Saturday, August 3, 2013

the dance - part 2

Phew* we had passed the entrance exam.

We walked into the room and it was the oddest sense of time warp.  Except the people had aged.  In some ways it was a little eerie.  We walked into the room and it was like these people had been caught in an enchanted dream and hadn't stopped dancing since the production of 'singing in the rain.'  It was both beautiful and a little, again, eerie.
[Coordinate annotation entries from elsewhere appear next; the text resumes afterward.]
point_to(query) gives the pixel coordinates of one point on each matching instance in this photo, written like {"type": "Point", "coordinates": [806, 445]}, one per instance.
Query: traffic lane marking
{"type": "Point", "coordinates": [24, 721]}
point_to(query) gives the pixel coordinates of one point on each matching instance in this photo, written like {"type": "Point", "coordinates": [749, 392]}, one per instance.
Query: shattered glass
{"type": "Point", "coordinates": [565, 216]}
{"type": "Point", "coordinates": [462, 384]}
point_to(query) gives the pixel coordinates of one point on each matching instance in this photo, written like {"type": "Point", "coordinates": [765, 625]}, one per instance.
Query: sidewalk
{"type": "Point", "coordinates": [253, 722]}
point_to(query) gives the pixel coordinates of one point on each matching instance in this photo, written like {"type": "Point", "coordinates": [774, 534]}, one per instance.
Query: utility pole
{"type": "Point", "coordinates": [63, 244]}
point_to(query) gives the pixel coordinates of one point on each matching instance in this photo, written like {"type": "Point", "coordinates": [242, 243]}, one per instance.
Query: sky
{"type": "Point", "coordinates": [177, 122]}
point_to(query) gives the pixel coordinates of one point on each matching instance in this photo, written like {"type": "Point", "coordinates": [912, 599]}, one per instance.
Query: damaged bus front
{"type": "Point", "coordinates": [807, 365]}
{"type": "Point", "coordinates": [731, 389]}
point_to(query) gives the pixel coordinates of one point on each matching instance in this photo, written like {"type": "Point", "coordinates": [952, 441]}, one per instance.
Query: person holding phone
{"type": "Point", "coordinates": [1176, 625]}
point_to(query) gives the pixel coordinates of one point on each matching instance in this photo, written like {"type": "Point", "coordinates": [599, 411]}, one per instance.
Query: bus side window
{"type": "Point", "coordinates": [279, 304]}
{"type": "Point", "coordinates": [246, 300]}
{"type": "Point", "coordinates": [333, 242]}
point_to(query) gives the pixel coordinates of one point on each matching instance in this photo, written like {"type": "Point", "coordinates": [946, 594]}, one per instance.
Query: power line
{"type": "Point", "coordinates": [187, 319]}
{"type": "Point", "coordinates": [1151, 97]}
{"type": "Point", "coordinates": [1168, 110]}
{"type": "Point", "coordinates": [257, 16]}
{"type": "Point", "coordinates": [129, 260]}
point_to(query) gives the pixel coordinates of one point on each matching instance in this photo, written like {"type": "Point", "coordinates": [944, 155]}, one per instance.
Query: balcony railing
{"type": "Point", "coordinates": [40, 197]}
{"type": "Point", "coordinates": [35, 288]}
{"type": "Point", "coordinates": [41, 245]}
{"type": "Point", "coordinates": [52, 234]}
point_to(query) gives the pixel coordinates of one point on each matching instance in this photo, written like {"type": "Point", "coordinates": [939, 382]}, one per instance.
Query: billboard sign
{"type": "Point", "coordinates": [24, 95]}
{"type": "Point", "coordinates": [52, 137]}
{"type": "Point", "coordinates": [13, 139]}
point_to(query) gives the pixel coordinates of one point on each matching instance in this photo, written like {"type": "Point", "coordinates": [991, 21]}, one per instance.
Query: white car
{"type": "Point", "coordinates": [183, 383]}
The room was softly lit by the crystal chandelier hanging over a generous dance floor.  The dance floor itself was lined by painted cinder block columns beyond which were lines on lines of tables.  I am sure that room was not Attorney
general approved.  They had crammed a long table into every imaginable crevice and each was stuffed with people.  The people themselves were captivating.  Some were wearing full, elegant dresses and dripping with so many jewels that it almost looked costume-y but they wore them very naturally and it looked completely in place.  Others were wearing full dance skirts, with sashes that dripped off their arms and would float around them as they danced.  A few men were in tuxedos most were in button downs with a tie, and one man was in a polo.  Meh, I liked the tie we got Chris and he needed a new one anyway.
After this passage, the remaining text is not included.